The UICC session was about staging for cancer. I was just giving a general introduction to the importance of staging, not just for clinical care of patients but also for monitoring cancer control programmes, the idea of at what stage of the disease are cancer patients being diagnosed. Then going on from that the session was really concerned with how can we monitor that in low income settings. It’s a difficult thing to do. So we were talking partly about the tools that have come through the UICC Staging Group, the TNM Group, to come up with a simplified version of TNM that’s adaptable for cancer registries in low income settings. This is in the new UICC TNM book. We were talking about that and how this might be implemented in the cancer registries in Africa.
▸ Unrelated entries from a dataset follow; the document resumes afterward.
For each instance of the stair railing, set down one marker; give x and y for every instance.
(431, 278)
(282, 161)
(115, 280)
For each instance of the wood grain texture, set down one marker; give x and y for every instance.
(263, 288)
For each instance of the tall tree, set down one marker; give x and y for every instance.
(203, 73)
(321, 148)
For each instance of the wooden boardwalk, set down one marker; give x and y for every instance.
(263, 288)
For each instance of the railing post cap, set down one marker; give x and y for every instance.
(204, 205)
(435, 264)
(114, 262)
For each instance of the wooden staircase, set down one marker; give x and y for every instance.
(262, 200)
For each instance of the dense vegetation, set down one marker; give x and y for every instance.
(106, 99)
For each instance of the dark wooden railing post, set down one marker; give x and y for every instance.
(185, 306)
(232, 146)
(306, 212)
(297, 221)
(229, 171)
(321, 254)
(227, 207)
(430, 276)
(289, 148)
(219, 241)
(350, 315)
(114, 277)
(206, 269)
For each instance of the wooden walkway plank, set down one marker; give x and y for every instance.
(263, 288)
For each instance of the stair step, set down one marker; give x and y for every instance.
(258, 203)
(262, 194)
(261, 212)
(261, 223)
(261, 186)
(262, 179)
What sort of adaptations have you made?
It’s something called the essential TNM, it’s exactly equivalent to the TNM but a much simplified system that we feel that cancer registrars could abstract from the clinical record if the full TNM isn’t there, that’s the idea. We’re going to develop training programmes to help them do that. The idea being that then we will be able to get stage information on the great majority of cancer patients that we are registering, which we can’t at the moment, the information isn’t there.
What’s the end game with that information?
The end game is then we will have good information on the whole population in areas served by cancer registries so we can monitor what stage of disease people are being diagnosed at. Then if we introduce screening programmes can we improve the stage at diagnosis. When we want to calculate survival for the population we’ll be able to calculate survival specific for each stage, that’s why we want this information. So that’s what that session was concerned with.
What about the discussion surrounding feasibility?
It’s interesting, the roundtable discussion, it gave the audience a chance to give their experience about how difficult it was to get stage information on patients in Africa and who should be doing this. The clinicians should do it in every case, well they should but in the reality when you go to a case record they might have done it but they haven’t committed themselves to paper which we know very often happens. Clinicians will mentally stage a case but they don’t want to write it in case they’ve made a mistake or something. So all these issues came up in the discussion so it was very interesting.
So are the ways of dealing with this practical?
Yes, I think so. Like I said, we already tried testing this UICC essential TNM system in Africa and somebody presented the results of that. It went so-so and we learnt a lot from it, that it’s difficult for cancer registrars to be able to stage a case of cancer themselves based on what’s in the record without some extra training. OK, it seems a simple conclusion but it really shows that they need a bit more practice in medical terminology and so on and training to be able to read through a medical record to stage some cases. So we’re going to work on that, we’re starting with the IARC in Lyons, we’re going to hold a training course in December to start on the process of developing training tools for doing that.
Anything else to add?
That’s most of it. There was also a presentation of this new paediatric staging system based on the Toronto guidelines by Dr Gupta. That again is something that’s a very welcome development, it’s a simplified staging system for paediatric cancers that’s feasible to use in low income settings. So this is a really welcome development as well. We’re hoping also that some of our cancer registers that deal with children can test this system also over the next year.